Quand j’étais enfant, je rêvais de vivre dans une cabane en bois perchée dans un arbre. Nous l’aurions construite avec ma sœur autour d’un immense pin. Elle serait grande, avec une terrasse et une belle rambarde pour nous appuyer en regardant au loin. Toutes deux nous grimperions par un grand escalier et vivrions là-haut, loin de tout. Ma sœur jouerait de la guitare et je chanterais. Nous vivrions de jeux et de dessins.

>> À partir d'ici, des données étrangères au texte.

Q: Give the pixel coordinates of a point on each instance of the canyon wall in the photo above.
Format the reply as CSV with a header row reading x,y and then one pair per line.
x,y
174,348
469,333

Et lorsque nous serions fatiguées de jouer, nous irions toutes deux préparer des crêpes. Et nous ririons en les faisant sauter. Nous ririons à nous en donner mal au ventre parce que ma sœur fait des grimaces trop rigolotes. Et pendant ce temps-là je mimerais Madame et Monsieur Desglanos, les épiciers du fond de l’allée des cabanes. L’odeur des crêpes, de la fleur d’oranger que j’aurais un peu trop généreusement versé viendrait titiller nos narines. Nous retrousserions le nez. Notre gourmandise en éveil en ouvrant la confiture de mûres… Nous emmènerions alors l’assiette chaude avec son monticule de disques chauds pour aller les goûter face à la mer. Un bateau passerait, nous entendrions son bruit et nous imaginerions la terre qu’il toucherait au matin.
Dans la cabane dans l’arbre il y aurait tout ce qu’il faut pour vivre toutes les deux : un grand tapis qu’on dirait persan, deux petits lits douillets avec de grandes couettes colorées, un poêle à bois et un grand coffre. Ce coffre ancien serait rempli de livres. Des livres de toutes les tailles, avec ou sans images, avec des pages douces à toucher pour nous permettre de nous évader dans l’imaginaire… Et on imaginerait l’air avec ma sœur, un air entièrement pur où nous pourrions nous envoler bien au-dessus de l’arbre de la cabane. Quand nous nous lancerions en l’air sur la balançoire accrochée à la troisième branche du bas de l’arbre, nous nous lancerions aussi dans cet imagine l’air (que tu as là-haut) : « Imagine l’air, dirait ma sœur…Tu le vois, tu le sens t’aspirer goulument quand tu montes vers le ciel ? »
Et après avoir imaginé nous lirions pour apprendre le monde, le soir au clair de lune… Et nous partirions un jour toutes les deux sur les traces de cet apprenti plus ou moins sage, dans la vie en bas de notre arbre.